The body of a micro screwdriver is typically small but not tiny, as they must be large enough to be operated conveniently. Typically, they feature a long, narrow shaft leading up to the tip of the screwdriver and are often designed with textured grips to minimize slipping during delicate work. These tools are often sold in sets. Such sets may contain six or more separate tools, or they may contain a series of bits and a single handle into which those bits can be mounted.

In theory, any style of screwdriver could be manufactured as a micro screwdriver. In practice, however, Phillips and standard style predominate. The exact contents of a set varies, but a micro screwdriver set usually includes Phillips screwdrivers of sizes #00, #0, and #1, and standard screwdrivers of sizes 5/64 inch (2 mm), 3/32 inch (2.4 mm), and 1/8 inch (3.2 mm). The very small size #000 Philips may also be included.


This variety of screwdriver is often referred to as a jeweler’s screwdriver, because many small pieces of jewelry use a small number of tiny screws.
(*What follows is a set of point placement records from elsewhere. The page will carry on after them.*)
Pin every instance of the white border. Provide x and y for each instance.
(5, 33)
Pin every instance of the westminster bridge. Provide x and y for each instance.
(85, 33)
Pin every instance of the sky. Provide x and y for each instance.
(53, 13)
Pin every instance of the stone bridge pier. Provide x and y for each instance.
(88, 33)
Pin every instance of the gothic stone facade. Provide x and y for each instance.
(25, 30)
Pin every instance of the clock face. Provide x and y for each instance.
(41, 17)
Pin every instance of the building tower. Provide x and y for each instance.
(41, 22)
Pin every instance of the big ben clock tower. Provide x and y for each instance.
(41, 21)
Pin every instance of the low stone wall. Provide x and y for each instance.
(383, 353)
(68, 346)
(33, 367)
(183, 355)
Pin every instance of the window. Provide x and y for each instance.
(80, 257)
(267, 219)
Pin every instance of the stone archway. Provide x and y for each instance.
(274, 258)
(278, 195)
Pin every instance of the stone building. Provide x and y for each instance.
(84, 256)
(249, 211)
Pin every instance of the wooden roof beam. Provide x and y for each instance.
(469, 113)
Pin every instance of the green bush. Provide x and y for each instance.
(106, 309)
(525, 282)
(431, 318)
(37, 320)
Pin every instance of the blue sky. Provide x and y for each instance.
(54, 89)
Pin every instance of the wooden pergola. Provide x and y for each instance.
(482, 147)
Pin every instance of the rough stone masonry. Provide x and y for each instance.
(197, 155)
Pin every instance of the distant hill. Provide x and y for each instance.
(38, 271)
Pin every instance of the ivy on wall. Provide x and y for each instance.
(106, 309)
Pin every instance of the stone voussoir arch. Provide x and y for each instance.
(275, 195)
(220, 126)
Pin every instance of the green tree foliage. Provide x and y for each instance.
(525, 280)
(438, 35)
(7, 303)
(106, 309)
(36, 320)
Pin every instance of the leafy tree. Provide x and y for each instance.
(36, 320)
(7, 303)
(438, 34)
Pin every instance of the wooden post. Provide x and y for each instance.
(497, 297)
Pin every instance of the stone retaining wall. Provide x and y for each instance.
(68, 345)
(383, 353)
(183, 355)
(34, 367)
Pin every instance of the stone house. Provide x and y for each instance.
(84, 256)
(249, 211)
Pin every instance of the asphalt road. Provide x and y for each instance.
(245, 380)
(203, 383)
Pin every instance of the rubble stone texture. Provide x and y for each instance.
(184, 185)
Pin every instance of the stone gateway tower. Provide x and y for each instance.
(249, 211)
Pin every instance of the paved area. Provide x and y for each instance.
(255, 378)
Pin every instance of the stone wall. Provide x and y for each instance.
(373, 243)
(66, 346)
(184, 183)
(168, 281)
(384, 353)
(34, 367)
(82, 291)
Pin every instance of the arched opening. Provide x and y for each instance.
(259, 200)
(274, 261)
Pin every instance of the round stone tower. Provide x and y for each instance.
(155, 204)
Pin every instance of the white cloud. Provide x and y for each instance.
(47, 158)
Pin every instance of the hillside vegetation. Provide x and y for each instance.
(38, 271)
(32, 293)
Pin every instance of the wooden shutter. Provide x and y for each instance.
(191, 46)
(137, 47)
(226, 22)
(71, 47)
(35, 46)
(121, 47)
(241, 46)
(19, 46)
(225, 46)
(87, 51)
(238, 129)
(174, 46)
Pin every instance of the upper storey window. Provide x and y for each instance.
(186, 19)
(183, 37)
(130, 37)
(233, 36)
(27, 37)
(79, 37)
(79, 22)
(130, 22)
Pocket watches, in particular, typically include several tiny screws, and anyone needing to open and service or repair a watch would need a micro screwdriver. Other sorts of jewelry, such as brooches and lockets, may also employ miniature screws to hold hinges or other components in place. Any wearer of eyeglasses knows that most glasses frames use several micro screws to hold lenses in place.

Electronic devices often contain micro screws as well, and a micro screwdriver is needed to fasten and unfasten these tiny components. Small model vehicles also often use micro screws, because their components must be miniaturized. Specialized insulated screwdrivers are available for such work, and make it less likely that a random electrical shock will be transmitted through a screwdriver during work on an electronic device, a process that could damage delicate electronic components.

Using a micro screwdriver is fundamentally no different than using a normal screwdriver. Micro screws are threaded in the same direction and can be tightened and loosened in the same manner as normal screws. The most important thing to remember when working with such tiny screws is the fact that they are much more fragile than their larger counterparts. A hasty twist of the wrist can easily severely damage the head of a micro screw.